It has taken Muriwai allrounder Ashleigh Gardner just as many Tests to wear the Baggy Green cap as it has years.
Hard to imagine that one of Australia's star female cricketers has accumulated one Test across each calendar year, except during the 2020 peak of the pandemic while in isolation before three years later playing away Tests once in England and India each, but not on home soil.
Scott Boland, who after his most recent SCG Test heroics, has been called the best bowling reserve in the world behind an attack of Pat Cummins, Mitchell Starc and Josh Heazlewood, has at least had one of the three Australian pacemen go down injured 13 times for the Gulidjan paceman to be included for that much Test cricket across four years.
The comparison for Gardner has a lot more to do with scheduling in the Test arena for women cricketers than a lack of selection.
Gardner wants that to change and is leading the calls for more than one Test per year ahead of the upcoming female Ashes series that includes three one-day internationals and three Twenty20 internationals, but just the one-off Test match against England amid a multi-series format.
The Ashes series starts with a 50-over clash at North Sydney on Sunday during a congested three-week schedule.
The introduction of the multi-format concept back in 2013 only heightened the interest in women's cricket to new levels and the next step in that evolution looked to be playing more Test matches than less, as a key piece of the sport rather than as a unique novelty that Gardner wants to shed altogether.
"We have good white-ball games against England and other teams around the world, but the way our teams match up, it would be a really cool Test series (to play more Test matches)," Gardner said at a press conference in Sydney.
Not since 2006 has more than a single Test match been played in a female series while the shortened formats in some weaker cricket nations remain the only form of the sport.
But Gardner, who made her Test debut in 2019, said while the multi-format series that hands out different points for Test wins as they do for one-day and T20 internationals has proven to be successful to decide the overall series, Australian and English players are ready to focus on three Tests too for the first time since the 1998 women's Ashes.
"It is obviously going to make the tours a lot longer," Gardner said.
"I am not sure where you are going to fit it in, knowing we have to play overseas as well. But personally I would love to see three, three and three (of each format)
"I would just love to play more Test cricket against England. Playing the one Test feels like a bit of a novelty at times."
Despite a lack of a national first-class competition in Australia that would need to be addressed, Gardner's Test record is as good as any woman in the game.
The offspinner took 8-66 in the concluding innings of the most recent Ashes Test played at Trent Bridge back in 2023.
"It was obviously a lot of fun to be able to bowl on a wicket like that which was starting to turn and a spinner you want it to," Gardner said.

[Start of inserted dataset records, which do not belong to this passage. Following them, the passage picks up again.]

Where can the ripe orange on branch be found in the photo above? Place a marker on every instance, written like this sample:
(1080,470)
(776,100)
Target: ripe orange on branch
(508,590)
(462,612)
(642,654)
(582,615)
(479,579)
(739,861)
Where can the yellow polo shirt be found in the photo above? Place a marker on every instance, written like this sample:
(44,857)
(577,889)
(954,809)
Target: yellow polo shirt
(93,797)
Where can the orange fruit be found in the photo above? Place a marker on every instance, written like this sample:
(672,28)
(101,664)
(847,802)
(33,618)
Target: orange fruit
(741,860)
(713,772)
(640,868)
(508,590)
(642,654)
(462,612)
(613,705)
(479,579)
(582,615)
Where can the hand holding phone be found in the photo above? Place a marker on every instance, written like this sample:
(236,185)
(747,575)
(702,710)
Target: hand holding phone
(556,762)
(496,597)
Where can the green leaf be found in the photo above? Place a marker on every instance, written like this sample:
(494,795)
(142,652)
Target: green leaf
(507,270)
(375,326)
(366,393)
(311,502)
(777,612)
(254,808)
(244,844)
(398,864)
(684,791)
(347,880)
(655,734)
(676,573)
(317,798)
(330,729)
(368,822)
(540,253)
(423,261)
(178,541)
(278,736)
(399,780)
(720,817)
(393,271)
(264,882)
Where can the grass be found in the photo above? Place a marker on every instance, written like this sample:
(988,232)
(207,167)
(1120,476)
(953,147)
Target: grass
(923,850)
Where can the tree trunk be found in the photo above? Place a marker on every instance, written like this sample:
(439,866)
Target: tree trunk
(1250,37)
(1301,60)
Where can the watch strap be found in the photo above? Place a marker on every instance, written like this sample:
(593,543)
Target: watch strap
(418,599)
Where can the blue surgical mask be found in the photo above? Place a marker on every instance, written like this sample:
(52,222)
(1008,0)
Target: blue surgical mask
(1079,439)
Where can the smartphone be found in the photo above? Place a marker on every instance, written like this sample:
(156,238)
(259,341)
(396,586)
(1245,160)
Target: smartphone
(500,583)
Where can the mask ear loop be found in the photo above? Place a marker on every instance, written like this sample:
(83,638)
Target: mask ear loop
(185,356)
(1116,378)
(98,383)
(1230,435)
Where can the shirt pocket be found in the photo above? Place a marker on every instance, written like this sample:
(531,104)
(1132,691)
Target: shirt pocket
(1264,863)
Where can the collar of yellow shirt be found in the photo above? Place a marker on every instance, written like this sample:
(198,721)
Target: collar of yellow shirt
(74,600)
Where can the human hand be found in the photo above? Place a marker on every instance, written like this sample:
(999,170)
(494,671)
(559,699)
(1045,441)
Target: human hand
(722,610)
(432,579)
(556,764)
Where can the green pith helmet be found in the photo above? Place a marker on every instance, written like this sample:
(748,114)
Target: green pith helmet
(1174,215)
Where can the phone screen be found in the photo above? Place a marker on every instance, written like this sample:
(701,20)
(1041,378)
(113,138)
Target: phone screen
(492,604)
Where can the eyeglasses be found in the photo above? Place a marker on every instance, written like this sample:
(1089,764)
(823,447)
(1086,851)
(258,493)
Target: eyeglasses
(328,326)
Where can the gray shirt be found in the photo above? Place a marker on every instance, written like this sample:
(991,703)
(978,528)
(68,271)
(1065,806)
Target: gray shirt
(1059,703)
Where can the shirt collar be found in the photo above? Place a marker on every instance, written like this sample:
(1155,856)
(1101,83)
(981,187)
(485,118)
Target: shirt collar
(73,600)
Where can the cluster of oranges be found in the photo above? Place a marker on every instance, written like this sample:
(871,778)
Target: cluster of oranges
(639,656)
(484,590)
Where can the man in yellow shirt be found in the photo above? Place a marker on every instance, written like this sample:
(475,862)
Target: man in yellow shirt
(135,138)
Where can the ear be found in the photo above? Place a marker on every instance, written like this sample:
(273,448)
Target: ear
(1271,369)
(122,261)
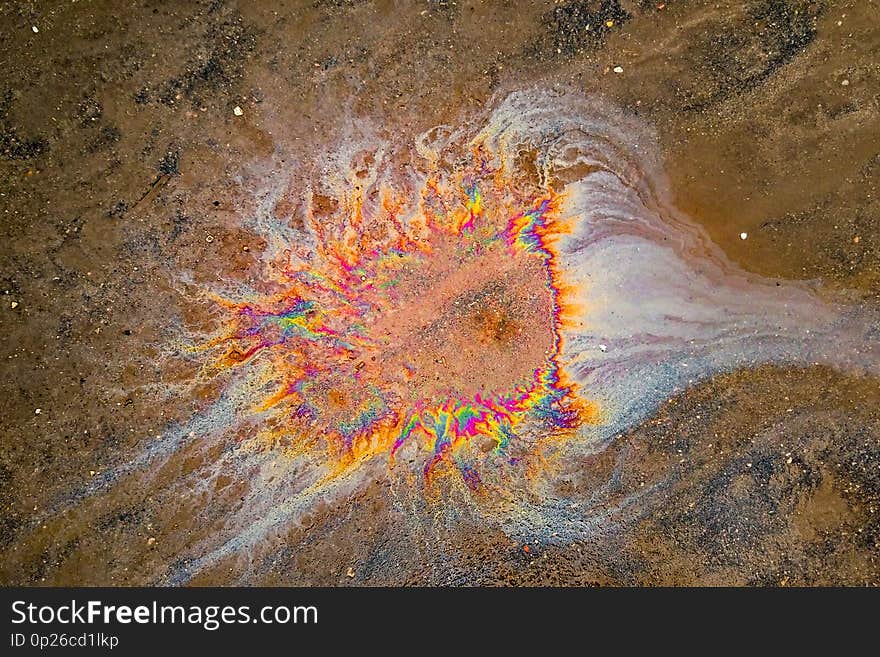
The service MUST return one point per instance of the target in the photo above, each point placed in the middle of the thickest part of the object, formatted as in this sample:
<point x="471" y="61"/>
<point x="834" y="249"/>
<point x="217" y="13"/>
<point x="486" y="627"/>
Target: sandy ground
<point x="122" y="161"/>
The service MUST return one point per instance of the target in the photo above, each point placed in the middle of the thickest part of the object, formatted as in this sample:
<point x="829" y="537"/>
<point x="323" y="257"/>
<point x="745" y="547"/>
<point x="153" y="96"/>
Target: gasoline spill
<point x="458" y="315"/>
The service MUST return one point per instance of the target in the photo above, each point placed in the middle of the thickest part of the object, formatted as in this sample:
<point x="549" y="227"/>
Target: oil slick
<point x="457" y="314"/>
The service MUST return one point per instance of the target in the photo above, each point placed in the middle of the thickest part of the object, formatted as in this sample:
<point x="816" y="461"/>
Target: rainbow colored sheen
<point x="314" y="331"/>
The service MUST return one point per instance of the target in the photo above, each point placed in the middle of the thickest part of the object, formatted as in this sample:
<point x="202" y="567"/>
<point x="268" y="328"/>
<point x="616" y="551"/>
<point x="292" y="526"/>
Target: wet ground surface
<point x="132" y="145"/>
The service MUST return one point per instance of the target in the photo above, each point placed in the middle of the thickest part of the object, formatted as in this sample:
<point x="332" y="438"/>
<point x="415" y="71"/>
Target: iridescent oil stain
<point x="459" y="315"/>
<point x="440" y="329"/>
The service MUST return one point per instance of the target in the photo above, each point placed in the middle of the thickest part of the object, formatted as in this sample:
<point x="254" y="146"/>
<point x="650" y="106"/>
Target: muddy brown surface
<point x="122" y="160"/>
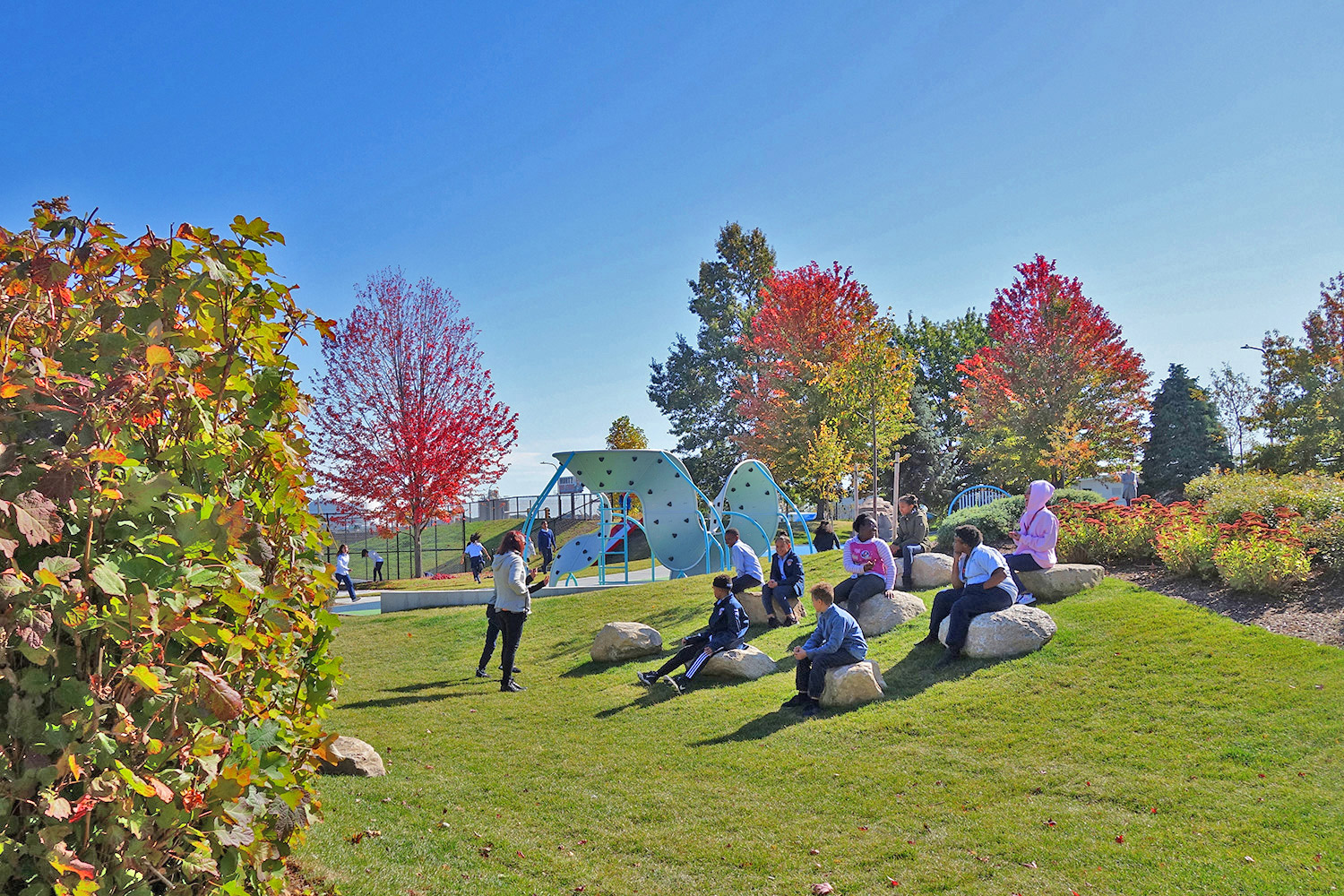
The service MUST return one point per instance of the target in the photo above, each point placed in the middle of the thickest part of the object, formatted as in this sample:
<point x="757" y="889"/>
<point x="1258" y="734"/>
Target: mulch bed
<point x="1314" y="613"/>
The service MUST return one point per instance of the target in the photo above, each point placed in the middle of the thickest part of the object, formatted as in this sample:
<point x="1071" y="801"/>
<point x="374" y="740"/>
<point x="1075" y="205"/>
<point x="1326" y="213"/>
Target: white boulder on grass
<point x="618" y="641"/>
<point x="930" y="571"/>
<point x="879" y="614"/>
<point x="744" y="662"/>
<point x="1062" y="581"/>
<point x="852" y="685"/>
<point x="1007" y="633"/>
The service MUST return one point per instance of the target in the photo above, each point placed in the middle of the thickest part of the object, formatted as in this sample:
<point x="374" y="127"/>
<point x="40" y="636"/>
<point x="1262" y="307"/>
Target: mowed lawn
<point x="1152" y="747"/>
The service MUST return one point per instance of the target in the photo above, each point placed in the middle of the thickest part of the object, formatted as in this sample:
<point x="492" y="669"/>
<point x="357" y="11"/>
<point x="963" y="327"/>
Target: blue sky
<point x="564" y="168"/>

She has picked up 23 wickets at an average of 21.0 in those six Tests that included match figures 12-125 in that last Test appearance against England
The second Indigenous woman to have played Test cricket behind fast bowler Faith Thomas, who retired after just the one Test due to a commitment to her nursing job in Adelaide for the next two tours to both England and New Zealand, Gardner averages 31.22 with the bat that included three half-centuries in the Australian middle-order.
While Gardner highlighting the number of Tests is unlikely to prompt change in not-so-distant future, an expected new world-record attendance for the day-night Test match played at the MCG from January 30 will nonetheless cast a lot of eyes on women's Test cricket.
"(The Ashes Test) is almost as big as a World Cup – we always speak about England being our oldest rivals," she said.
Cricket Australia has said the women's Ashes in January will mark the last time international women's cricket is played during the school holiday window over other predestined commitments until at least 2029.
The current record crowd for Test matches in which Gardner starred in that same 2023 Test that Australia defeated England was only a modest 23,207 over the five days.
"Hopefully we can pack out the MCG – again," Gardner said in reference to the T20 World Cup final's own record attendance against India in March 2020.
"Being able to play a Test match at the MCG is certainly a bucket-list item for a lot of players I'd imagine."